The Al Aksa intifada now entering its fourth year and by now part of Israel’s collective consciousness,forms the basis for Orly Castel-Bloom’s new novel Human Parts (translated from the Hebrew by Dalya Bilu; David Godine, S24.95). The setting is Israel’s freakishly cold and snowy winter of 2001, when terrorist attacks were occurring with alarming frequency, causing the economy to sink. Castel-Bloom, a writer who is known in Israel for her dark views on life there, takes the reader through the lives of a handful of individuals from every level of society. We meet Kati Beit-Halahmi, an impoverished cleaning lady with four children and an unemployed husband, who, unable to afford to heat her apartment, is thrilled to be interviewed about her plight on a television news program; Iris Ventura, a divorced mother of three who, once living a comfortable life with her architect now-ex-husband, cannot pay her bills; the depressed young man Adir, who, fed up with the constant violence, yearns to leave Israel with his Ethiopian girlfriend Tasaro. The president of Israel, Reuven Tekoa, i.e., Ehud Barak, runs around Israel comforting bereaved families, who are dying not only at the hands of terrorists but also from a virulent form of influenza that has accompanied that winter’s terrible weather. He too succumbs to the apocalypse, so exhausting himself that he ends up in the hospital. Everybody, from the most vulnerable to the powerful, is being literally or figuratively—hence the book’s title—blown to bits by what the Israelis euphemistically call Hamatsav, “the situation.”

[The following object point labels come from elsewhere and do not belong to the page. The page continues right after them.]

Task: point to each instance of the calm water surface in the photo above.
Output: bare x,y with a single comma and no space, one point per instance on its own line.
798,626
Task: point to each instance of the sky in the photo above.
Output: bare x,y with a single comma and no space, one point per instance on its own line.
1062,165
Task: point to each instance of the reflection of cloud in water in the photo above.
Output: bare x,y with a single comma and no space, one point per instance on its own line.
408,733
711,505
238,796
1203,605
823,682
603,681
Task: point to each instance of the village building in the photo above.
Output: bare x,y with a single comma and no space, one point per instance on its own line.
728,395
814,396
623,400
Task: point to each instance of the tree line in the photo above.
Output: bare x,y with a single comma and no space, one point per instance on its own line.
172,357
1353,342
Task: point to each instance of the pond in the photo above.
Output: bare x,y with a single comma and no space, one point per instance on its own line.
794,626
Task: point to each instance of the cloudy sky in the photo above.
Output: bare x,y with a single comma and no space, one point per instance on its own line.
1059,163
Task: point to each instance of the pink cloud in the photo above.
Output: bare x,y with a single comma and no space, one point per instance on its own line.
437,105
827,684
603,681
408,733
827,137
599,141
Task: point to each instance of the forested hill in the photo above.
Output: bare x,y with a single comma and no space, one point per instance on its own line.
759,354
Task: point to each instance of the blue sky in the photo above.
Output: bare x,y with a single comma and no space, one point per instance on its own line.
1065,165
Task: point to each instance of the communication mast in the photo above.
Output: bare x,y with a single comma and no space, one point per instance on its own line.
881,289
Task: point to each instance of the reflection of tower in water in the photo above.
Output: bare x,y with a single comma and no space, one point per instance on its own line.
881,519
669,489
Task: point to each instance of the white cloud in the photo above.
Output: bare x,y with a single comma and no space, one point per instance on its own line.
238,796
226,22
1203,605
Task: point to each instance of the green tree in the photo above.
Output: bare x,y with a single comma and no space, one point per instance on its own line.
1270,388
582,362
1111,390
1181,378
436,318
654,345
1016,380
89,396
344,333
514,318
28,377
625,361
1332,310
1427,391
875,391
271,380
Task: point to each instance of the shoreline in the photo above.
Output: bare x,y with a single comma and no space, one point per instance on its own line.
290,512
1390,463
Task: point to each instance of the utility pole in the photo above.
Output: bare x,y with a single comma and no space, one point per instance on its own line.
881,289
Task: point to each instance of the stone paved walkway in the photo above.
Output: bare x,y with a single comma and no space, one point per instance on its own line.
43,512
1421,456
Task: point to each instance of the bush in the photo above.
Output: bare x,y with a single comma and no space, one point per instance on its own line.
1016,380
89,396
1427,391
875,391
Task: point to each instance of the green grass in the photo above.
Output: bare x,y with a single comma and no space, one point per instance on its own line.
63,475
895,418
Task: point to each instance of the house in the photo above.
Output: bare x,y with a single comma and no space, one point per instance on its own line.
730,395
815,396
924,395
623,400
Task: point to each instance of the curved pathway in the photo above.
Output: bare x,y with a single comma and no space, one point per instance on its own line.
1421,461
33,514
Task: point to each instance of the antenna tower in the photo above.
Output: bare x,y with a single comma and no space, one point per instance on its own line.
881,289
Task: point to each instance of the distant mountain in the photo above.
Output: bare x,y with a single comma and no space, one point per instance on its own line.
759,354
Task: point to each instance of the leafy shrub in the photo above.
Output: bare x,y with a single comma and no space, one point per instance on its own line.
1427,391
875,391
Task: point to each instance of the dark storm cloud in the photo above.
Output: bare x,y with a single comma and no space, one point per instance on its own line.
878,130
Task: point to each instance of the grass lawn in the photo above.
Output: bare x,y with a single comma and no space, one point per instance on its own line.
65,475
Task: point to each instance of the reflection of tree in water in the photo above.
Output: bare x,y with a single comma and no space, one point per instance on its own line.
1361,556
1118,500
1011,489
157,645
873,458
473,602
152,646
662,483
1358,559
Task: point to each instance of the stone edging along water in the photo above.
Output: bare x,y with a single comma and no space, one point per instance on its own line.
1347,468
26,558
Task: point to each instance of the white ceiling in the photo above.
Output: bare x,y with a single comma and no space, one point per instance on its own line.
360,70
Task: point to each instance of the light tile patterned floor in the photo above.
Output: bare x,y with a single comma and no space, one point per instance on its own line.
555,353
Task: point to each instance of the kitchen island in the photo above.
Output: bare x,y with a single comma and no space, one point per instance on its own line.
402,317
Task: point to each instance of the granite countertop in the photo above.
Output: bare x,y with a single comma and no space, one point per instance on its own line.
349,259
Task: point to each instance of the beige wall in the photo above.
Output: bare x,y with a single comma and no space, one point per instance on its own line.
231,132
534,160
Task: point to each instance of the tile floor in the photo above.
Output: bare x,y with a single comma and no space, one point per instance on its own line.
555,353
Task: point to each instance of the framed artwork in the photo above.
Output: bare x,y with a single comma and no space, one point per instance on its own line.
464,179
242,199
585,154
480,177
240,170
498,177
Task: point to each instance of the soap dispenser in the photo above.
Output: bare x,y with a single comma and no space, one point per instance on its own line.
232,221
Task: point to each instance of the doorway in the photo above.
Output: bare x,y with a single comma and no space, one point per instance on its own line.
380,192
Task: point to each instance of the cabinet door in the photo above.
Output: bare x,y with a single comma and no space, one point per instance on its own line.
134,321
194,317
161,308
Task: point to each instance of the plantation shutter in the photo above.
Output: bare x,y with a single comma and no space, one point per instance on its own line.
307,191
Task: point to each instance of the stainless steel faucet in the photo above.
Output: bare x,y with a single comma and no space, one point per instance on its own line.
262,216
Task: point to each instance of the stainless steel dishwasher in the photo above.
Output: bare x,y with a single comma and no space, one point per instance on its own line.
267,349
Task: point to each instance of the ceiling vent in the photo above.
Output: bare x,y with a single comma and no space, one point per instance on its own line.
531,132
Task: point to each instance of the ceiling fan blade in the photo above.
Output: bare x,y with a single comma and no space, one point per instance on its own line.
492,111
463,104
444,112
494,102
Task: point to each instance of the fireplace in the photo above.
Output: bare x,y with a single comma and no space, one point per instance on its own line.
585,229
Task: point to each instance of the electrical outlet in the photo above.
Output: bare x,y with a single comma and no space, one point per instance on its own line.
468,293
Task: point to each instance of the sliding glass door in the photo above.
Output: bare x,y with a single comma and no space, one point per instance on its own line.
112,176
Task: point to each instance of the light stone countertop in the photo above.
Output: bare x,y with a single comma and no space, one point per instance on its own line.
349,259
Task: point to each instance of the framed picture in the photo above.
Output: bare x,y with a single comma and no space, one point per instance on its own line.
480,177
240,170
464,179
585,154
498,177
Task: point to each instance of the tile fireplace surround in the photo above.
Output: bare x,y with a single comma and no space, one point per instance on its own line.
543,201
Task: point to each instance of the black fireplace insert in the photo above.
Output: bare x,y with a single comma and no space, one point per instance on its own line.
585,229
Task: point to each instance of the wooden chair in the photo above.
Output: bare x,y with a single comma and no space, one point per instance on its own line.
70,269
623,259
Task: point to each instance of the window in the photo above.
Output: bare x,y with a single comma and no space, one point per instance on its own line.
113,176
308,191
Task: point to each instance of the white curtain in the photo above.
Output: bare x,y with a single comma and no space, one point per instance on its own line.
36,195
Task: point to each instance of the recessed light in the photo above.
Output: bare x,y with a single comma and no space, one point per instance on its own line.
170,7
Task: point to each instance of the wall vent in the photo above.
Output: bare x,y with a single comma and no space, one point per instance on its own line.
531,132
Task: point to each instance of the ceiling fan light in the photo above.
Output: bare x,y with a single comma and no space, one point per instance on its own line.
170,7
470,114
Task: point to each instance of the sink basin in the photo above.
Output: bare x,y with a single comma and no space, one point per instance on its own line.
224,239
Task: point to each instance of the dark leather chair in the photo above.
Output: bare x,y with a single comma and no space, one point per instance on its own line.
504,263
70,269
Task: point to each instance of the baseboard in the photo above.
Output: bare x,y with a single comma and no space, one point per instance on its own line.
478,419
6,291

Castel-Bloom narrates her tale in a flat voice, keeping us at a distance, as if that is the only way she can bear to tell us this awful story. In contrast, Edeet Ravel, places her debut novel Ten Thousand Lovers (Harper Collins paperback, $12.95) in the 1970s, and lets her emotions show, along with her politics. Ravel’s book is about Lily, a young Israeli-born, Canadian bred (like the author) student, who on the first page falls in love with Ami, an army interrogator, who counts a Palestinian among his best friends. As Ami reveals, little by little, what he does in his job, which pays him a handsome living, both Lily and her lover become unnerved. In the end, the couple cannot live with the reality of Ami’s actions. The ending is far from happy. Yet Ravel/Lily, who, in contrast to Castel-Bloom, lets the reader inside her heart, seems to believe that ultimately, good things will happen.